Epigenetics in diabetic kidney disease

Abstract

Regulated gene expression by transcription factor networks is critical for normal kidney function. Disruption of these complex networks leads to biochemical aberrations associated with many renal diseases. Epigenetic mechanisms not involving changes in DNA sequence, such as DNA methylation and post-translational modifications of nucleosomal histones, also play a critical role in gene regulation by modulating chromatin access to the cellular machinery for transcription. These epigenetic modifications can be affected by intrinsic and extrinsic environmental factors and play a central role in dictating biologic phenotypes including pathologic disease. Emerging evidence also suggests, apart from traditional genetic predisposition, that epigenetic processes can persist across generations to play a modulating role in the development of renal diseases such as diabetic nephropathy.

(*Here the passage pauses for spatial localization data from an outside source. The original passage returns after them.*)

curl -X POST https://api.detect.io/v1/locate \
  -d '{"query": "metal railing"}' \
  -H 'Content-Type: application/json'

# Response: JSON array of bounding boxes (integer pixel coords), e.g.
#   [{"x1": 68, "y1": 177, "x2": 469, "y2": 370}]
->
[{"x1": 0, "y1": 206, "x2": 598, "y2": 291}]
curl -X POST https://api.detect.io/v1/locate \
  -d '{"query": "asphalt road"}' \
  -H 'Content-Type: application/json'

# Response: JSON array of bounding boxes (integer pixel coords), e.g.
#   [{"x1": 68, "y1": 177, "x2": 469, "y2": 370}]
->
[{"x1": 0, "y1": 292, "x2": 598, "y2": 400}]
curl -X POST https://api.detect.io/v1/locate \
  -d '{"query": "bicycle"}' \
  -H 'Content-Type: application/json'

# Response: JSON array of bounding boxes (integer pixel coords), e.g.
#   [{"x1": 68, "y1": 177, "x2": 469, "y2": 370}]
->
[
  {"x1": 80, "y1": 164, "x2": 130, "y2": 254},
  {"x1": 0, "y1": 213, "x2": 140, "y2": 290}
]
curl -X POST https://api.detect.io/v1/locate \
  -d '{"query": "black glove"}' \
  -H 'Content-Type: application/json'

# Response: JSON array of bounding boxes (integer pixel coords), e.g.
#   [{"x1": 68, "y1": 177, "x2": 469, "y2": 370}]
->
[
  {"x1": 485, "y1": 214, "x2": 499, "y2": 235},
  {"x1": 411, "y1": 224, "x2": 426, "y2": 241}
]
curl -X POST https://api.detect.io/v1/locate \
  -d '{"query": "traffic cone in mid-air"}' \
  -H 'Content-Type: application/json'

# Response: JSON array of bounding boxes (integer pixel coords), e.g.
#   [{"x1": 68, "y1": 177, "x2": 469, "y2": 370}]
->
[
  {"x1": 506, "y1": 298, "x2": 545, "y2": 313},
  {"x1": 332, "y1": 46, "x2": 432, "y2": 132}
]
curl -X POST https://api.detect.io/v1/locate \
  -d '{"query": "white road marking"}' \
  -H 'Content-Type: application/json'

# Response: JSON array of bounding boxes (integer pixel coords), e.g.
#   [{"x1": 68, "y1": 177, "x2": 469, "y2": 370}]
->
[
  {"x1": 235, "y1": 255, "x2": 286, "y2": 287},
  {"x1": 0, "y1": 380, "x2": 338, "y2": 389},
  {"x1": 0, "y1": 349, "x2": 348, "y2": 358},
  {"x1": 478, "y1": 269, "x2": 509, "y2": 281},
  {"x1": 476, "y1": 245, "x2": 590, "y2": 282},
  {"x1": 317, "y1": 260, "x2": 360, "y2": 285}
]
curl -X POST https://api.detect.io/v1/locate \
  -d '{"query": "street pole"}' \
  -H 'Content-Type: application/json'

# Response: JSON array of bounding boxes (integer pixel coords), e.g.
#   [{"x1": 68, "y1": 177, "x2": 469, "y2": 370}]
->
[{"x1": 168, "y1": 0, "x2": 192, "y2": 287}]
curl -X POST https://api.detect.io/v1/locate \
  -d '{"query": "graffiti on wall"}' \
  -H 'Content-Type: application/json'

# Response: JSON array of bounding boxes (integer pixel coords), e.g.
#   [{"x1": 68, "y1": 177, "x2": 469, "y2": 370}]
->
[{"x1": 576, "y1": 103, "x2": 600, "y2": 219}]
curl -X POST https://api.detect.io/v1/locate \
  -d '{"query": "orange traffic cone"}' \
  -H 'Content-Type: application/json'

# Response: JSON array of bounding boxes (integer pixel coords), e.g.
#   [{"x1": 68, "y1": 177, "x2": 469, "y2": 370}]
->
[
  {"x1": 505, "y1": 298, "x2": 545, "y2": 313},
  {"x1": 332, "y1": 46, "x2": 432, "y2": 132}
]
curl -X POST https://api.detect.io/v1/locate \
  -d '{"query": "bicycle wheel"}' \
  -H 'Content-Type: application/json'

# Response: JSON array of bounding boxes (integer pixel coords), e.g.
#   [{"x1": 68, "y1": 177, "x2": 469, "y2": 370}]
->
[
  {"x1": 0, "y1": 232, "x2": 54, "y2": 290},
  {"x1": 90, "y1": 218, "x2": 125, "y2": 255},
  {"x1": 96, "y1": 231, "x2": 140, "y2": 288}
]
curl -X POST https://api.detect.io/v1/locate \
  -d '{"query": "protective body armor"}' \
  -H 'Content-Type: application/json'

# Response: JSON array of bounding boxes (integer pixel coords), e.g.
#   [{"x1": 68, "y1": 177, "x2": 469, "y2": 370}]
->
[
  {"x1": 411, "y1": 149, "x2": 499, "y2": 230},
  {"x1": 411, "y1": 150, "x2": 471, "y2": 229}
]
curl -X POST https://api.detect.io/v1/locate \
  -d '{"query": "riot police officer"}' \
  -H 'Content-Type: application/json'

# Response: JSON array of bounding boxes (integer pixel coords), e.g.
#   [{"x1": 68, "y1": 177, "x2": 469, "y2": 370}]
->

Recent advances in epigenome research has increased our understanding of epigenetic mechanisms involved in renal dysfunction that in turn may lead to identification of novel new therapeutic targets.

Figure 1.

Epigenetic mechanisms can lead to the inhibition of protective genes and activation of pathologic genes associated with renal disease. Chromosomal DNA is tightly packed into higher order nucleoprotein complexes in chromatin consisting of repeating units of nucleosomes made up of DNA wrapped around dimers of core histone proteins. Epigenetic mechanisms including post-transcriptional modifications of nucleosomal histone amino-terminal tails, DNA methylation (DNAme), and noncoding RNAs, collectively referred to as the epigenome, regulate dynamic switching of chromatin between transcriptionally silent compact structure (heterochromatin) and active relaxed structure (euchromatin) to regulate gene expression. Histone lysine acetylation (H3/H4Kac) mediated by histone acetyl transferases such as CBP/P300 and H3 lysine 4 methylation (H3K4me) mediated by histone methyltransferases such as SET7 and MLL can lead to the formation of open chromatin accessible to transcription machinery and active gene expression. In contrast, histone PTMs such as H3K9me3, H3K27me3, and H4K20me3 mediated by HMTs Suv39h1, Ezh2, and Suv4h20, respectively, and DNAme mediated by DNA methyltransferases promote heterochromatin structure associated with transcriptional repression. These modifications are reversible by relevant histone deacetylases, histone demethylases, and DNA demethylases (not shown here). Alterations in the epigenome under disease states such as diabetes or renal injury leads to increased expression of pathologic inflammatory and fibrotic genes and microRNAs (miRNAs) involved in renal diseases or to the inhibition of protective genes. Furthermore, miRNAs can also target epigenetic components to mediate aberrant gene expression. Persistence of epigenetic alterations including decreased H3K9me3 or increased H4K20me3 or H3K4me in diabetes can play key roles in metabolic memory implicated in chronic vascular and renal complications that persist even after glycemic control. HG, high glucose; AGEs, advanced glycation end products; RNA Pol2, RNA polymerase II.